Transmit encoding if known from http headers

Instead:

 soup = BeautifulSoup(page.content, "html5lib") 

You can write:

 soup = BeautifulSoup(page.content, "html5lib", from_encoding=page.encoding) 

[optional] use stdlib if there is no reason to reverse

For example, if there are no special problems with the markup, then you can use the 'html.parser' instead of the 'html5lib' parser.

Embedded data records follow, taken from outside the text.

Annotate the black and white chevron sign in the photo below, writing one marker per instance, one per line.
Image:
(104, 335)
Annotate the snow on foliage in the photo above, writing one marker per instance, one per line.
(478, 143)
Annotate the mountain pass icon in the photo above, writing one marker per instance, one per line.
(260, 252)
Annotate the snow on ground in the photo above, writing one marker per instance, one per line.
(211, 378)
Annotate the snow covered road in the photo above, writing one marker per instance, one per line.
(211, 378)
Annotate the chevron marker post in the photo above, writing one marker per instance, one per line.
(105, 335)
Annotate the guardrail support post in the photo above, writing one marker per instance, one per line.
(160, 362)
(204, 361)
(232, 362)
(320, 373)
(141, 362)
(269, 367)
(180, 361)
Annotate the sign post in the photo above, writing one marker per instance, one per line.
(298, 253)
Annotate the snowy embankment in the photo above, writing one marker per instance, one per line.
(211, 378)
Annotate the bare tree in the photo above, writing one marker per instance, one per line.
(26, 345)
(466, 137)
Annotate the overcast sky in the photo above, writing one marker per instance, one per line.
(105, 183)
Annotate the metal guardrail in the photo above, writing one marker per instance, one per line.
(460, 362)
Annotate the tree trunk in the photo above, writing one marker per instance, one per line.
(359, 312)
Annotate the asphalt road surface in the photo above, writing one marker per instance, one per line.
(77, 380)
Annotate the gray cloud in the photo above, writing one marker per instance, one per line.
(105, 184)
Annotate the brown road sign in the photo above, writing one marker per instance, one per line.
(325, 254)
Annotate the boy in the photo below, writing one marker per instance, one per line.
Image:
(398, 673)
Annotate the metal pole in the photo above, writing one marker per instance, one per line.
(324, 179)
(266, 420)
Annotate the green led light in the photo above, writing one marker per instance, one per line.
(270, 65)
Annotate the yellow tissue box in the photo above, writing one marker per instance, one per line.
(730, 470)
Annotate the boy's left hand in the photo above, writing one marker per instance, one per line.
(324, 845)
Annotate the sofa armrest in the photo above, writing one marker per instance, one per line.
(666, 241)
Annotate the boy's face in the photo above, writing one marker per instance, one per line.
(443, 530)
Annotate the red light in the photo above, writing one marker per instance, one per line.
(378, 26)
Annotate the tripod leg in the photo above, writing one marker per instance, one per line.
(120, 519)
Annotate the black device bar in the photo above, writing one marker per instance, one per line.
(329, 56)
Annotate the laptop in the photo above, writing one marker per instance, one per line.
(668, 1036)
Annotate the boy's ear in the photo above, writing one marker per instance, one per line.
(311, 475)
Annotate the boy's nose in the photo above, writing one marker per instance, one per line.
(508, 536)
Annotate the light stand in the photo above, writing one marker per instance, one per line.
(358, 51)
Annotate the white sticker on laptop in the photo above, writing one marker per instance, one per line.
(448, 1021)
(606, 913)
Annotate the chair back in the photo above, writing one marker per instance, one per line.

Or if you have enough possibilities in your case, urlopen() , then you can not use requests — this may be less secure ( requests are updated more often), but bugs are more stable.

Do not use pure (bare) except:

In your case, you can let the script just die, because if the page is not loaded, then it has nothing to do. You can catch the expected types of exceptions and end with an informative error message (from the experience of using it is clear what types to expect, for example, you can start with OSError ). Do not catch too much to not hide the bugs in the code.

In order not to litter the console, you can sys.excepthook your sys.excepthook .

Use shebang #! for executables

If you collect all the code in one place:

 #!/usr/bin/env python3 from urllib.request import urlopen from bs4 import BeautifoulSoup # $ pip install beautifulsoup4 soup = BeautifulSoup(urlopen('http://example.com'), 'html.parser') for tr in soup.find_all('tr', 'belowHeader'): team = (td.get_text() for td in tr.find_all('td', 'tdteamname2')) coef = (td.get_text() for td in tr.find_all('td', 'tdpercentmw1')) print(*team, *coef) 

If problems with the encoding arise, then the response.headers.get_content_charset(default) be passed as the from_encoding parameter.

If there are problems with html recognition speed (not loading), then you can try the 'lxml' parser, instead of 'html.parser' .

Nested loops look justified here. If there is no special reason to get rid of them, you can leave them.